16. The handheld computer device of claim 14 wherein

the user input is one touch of a screen of the handheld computer device.

17. The handheld computer device of claim 14 wherein

the user input is a sound provided through a sound input device of the handheld computer device.

18. The handheld computer device of claim 14 wherein

the user input includes a shape drawn on a screen of the handheld computer device.

19. The handheld computer device of claim 14 wherein

the user input includes shaking of the handheld computer device.

20. The handheld computer device of claim 14 wherein

the plurality of vehicles are controlled so that each of the plurality of vehicles stays within a geographic region.

21. The handheld computer device of claim 20 wherein

each of the plurality of vehicles has a current location, so that there are a plurality of current locations, one for each of the plurality of vehicles;

wherein the geographic region is determined, at least in part by, a geographic center which is based on the plurality of current locations.

22. The handheld computer device of claim 14 wherein

the plurality of vehicles are controlled so that each vehicle of the plurality of vehicles stays a first distance away from every other vehicle of the plurality of vehicles.

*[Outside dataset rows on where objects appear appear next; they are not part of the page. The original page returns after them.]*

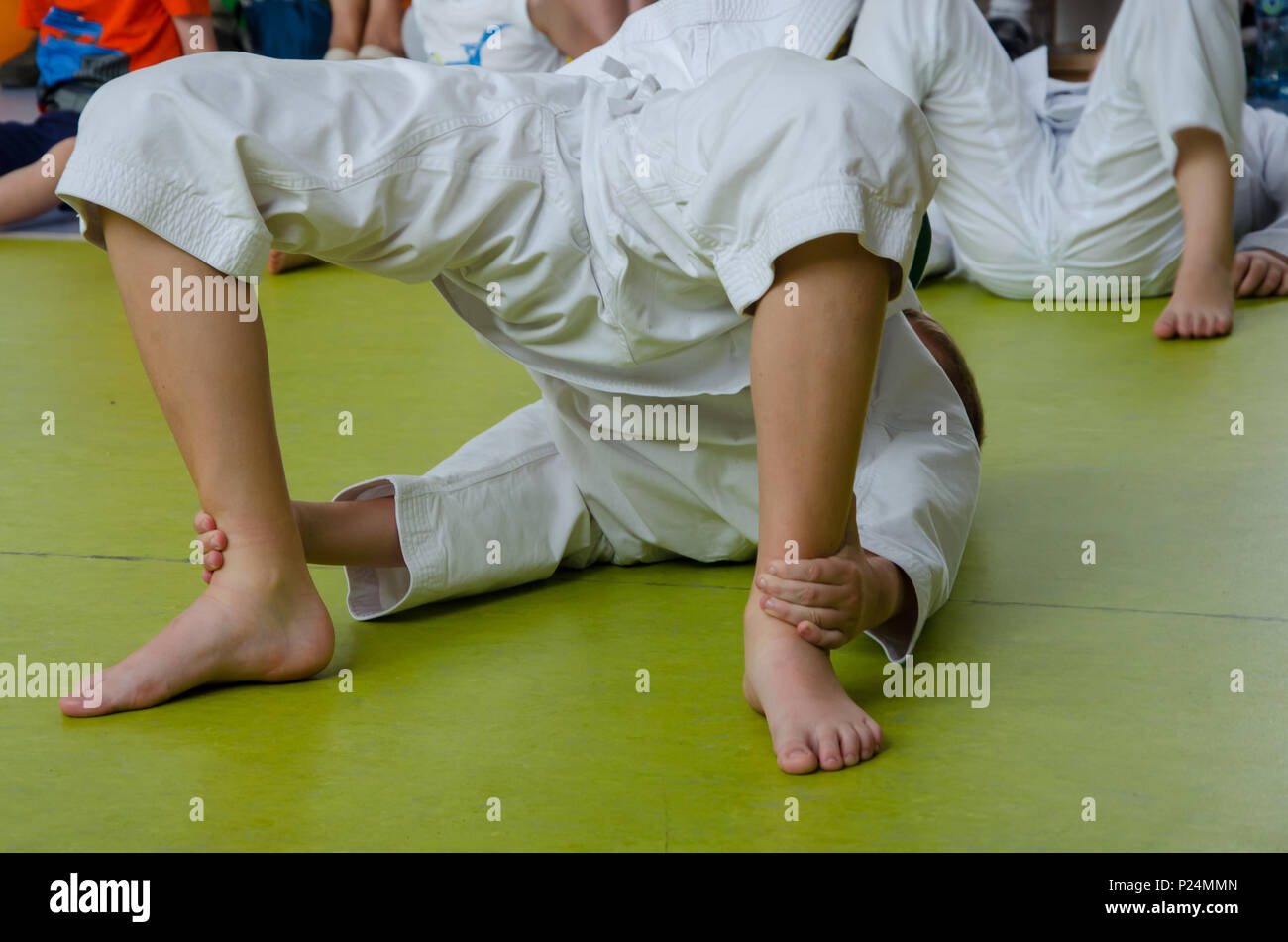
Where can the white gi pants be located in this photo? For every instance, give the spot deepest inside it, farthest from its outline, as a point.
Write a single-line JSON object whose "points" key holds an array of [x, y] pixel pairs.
{"points": [[606, 235], [1107, 205]]}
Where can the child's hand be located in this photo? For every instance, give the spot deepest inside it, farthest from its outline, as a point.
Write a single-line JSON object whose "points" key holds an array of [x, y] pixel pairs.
{"points": [[1260, 273], [831, 600]]}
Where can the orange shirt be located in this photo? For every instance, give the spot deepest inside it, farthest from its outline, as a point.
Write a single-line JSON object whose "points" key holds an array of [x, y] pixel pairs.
{"points": [[141, 30]]}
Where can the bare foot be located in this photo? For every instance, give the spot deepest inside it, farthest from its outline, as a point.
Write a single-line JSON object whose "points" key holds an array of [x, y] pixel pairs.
{"points": [[281, 262], [812, 722], [261, 620], [1202, 306]]}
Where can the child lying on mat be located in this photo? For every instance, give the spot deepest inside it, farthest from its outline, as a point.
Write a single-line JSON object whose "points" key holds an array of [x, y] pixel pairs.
{"points": [[1140, 188], [503, 485], [726, 235]]}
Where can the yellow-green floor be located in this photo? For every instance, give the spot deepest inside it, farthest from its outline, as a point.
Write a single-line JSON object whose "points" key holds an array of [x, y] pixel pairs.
{"points": [[1109, 680]]}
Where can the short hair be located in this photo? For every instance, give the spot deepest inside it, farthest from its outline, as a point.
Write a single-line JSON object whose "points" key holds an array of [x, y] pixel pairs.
{"points": [[953, 364]]}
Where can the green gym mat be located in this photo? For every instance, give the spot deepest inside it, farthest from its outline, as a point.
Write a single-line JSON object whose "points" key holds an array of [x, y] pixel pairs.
{"points": [[1109, 680]]}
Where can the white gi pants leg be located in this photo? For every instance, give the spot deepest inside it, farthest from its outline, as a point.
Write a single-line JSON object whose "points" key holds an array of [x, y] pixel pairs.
{"points": [[501, 511]]}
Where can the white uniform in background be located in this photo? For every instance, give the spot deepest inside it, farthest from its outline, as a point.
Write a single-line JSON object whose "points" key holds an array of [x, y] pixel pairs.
{"points": [[1260, 194], [1019, 203], [492, 34], [603, 232]]}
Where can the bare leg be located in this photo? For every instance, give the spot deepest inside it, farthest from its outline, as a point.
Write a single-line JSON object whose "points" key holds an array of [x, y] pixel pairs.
{"points": [[384, 26], [346, 533], [27, 192], [811, 369], [348, 18], [262, 619]]}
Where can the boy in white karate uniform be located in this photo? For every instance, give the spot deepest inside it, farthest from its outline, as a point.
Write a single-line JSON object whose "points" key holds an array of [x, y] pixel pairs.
{"points": [[1142, 185], [670, 246]]}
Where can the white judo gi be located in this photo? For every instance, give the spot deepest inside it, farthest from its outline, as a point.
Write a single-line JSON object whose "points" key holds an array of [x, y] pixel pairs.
{"points": [[1260, 193], [1019, 201], [601, 231]]}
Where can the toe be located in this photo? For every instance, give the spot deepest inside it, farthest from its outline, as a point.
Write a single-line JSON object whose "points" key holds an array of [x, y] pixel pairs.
{"points": [[876, 731], [851, 745], [829, 749], [795, 757]]}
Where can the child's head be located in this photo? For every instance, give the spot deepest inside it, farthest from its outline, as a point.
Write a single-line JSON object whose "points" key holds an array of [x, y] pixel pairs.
{"points": [[949, 357]]}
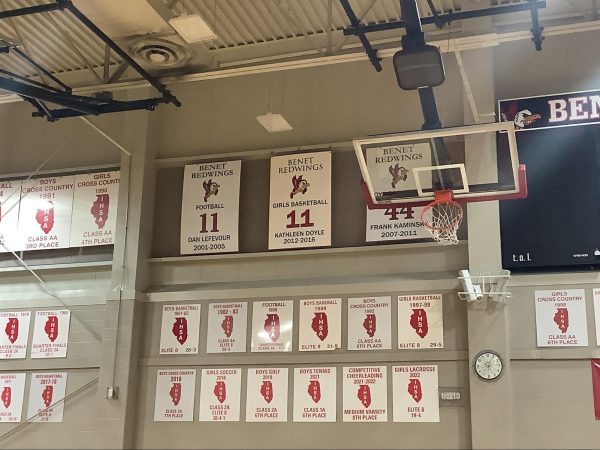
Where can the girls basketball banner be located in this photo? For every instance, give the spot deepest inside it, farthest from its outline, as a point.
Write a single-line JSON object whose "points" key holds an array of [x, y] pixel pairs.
{"points": [[46, 392], [51, 334], [420, 321], [220, 395], [10, 196], [272, 326], [45, 213], [315, 394], [210, 207], [365, 394], [551, 111], [266, 397], [370, 323], [95, 201], [174, 398], [12, 388], [416, 397], [180, 329], [320, 324], [560, 318], [227, 324], [14, 334], [300, 201]]}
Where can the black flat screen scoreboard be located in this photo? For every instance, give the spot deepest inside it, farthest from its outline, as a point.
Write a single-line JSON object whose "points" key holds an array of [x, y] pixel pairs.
{"points": [[557, 226]]}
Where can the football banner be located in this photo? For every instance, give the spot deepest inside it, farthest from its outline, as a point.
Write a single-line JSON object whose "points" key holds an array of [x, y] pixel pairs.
{"points": [[266, 398], [45, 394], [174, 399], [272, 326], [315, 394], [95, 201], [320, 324], [227, 324], [416, 397], [14, 334], [51, 334], [560, 318], [420, 321], [210, 207], [597, 314], [551, 111], [300, 201], [365, 394], [369, 323], [12, 388], [180, 329], [10, 196], [45, 213], [220, 391]]}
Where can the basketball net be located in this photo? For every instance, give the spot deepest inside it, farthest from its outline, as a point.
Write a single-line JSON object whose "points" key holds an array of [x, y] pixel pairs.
{"points": [[442, 217]]}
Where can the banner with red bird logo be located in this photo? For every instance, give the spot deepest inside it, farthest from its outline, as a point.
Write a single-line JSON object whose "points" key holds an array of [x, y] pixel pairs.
{"points": [[220, 391]]}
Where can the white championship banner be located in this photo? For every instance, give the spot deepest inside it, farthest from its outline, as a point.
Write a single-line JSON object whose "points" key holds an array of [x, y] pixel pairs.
{"points": [[560, 318], [45, 213], [314, 394], [390, 168], [12, 388], [95, 203], [180, 329], [266, 397], [320, 324], [174, 399], [51, 334], [14, 334], [272, 326], [220, 391], [10, 196], [210, 207], [365, 394], [416, 396], [45, 392], [300, 201], [370, 323], [420, 321], [227, 325]]}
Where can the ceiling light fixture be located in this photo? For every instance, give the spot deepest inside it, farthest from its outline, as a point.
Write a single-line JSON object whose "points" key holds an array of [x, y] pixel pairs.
{"points": [[192, 28]]}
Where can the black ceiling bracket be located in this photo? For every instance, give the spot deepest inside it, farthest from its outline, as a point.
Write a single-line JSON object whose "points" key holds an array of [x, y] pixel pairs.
{"points": [[371, 52]]}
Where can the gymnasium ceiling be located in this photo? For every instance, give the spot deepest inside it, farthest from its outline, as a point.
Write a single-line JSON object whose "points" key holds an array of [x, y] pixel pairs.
{"points": [[251, 34]]}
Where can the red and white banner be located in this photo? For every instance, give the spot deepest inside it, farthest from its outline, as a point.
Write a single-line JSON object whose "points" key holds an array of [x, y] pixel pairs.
{"points": [[45, 213], [272, 325], [95, 203], [266, 397], [10, 196], [315, 394], [174, 399], [180, 329], [300, 201], [596, 386], [420, 321], [320, 324], [369, 323], [220, 391], [12, 388], [14, 334], [560, 318], [365, 394], [45, 394], [210, 207], [227, 324], [416, 397], [51, 334]]}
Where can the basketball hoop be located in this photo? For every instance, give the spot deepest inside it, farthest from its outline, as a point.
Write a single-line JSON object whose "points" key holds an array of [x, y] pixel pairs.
{"points": [[442, 217]]}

23. The handheld computer device of claim 14 wherein

the plurality of vehicles are controlled so that each vehicle of the plurality of vehicles stays within a first distance of every other vehicle of the plurality of vehicles.

24. The handheld computer device of claim 23 wherein

the plurality of vehicles are controlled so that each vehicle of the plurality of vehicles stays a second distance away from every other vehicle of the plurality of vehicles.

25. The handheld computer device of claim 24 wherein

the first distance is a diameter of a sphere that is centered around a centroid of a combination of all of the plurality of the vehicles.

26. The handheld computer device of claim 14 wherein

the computer processor is programmed to determine a location of each of the plurality of vehicles by the use of a global positioning system, so that a plurality of locations are determined, one corresponding to each of the plurality of vehicles;

and the computer processor is programmed to control each of the plurality of vehicles based on one or more of the plurality of locations.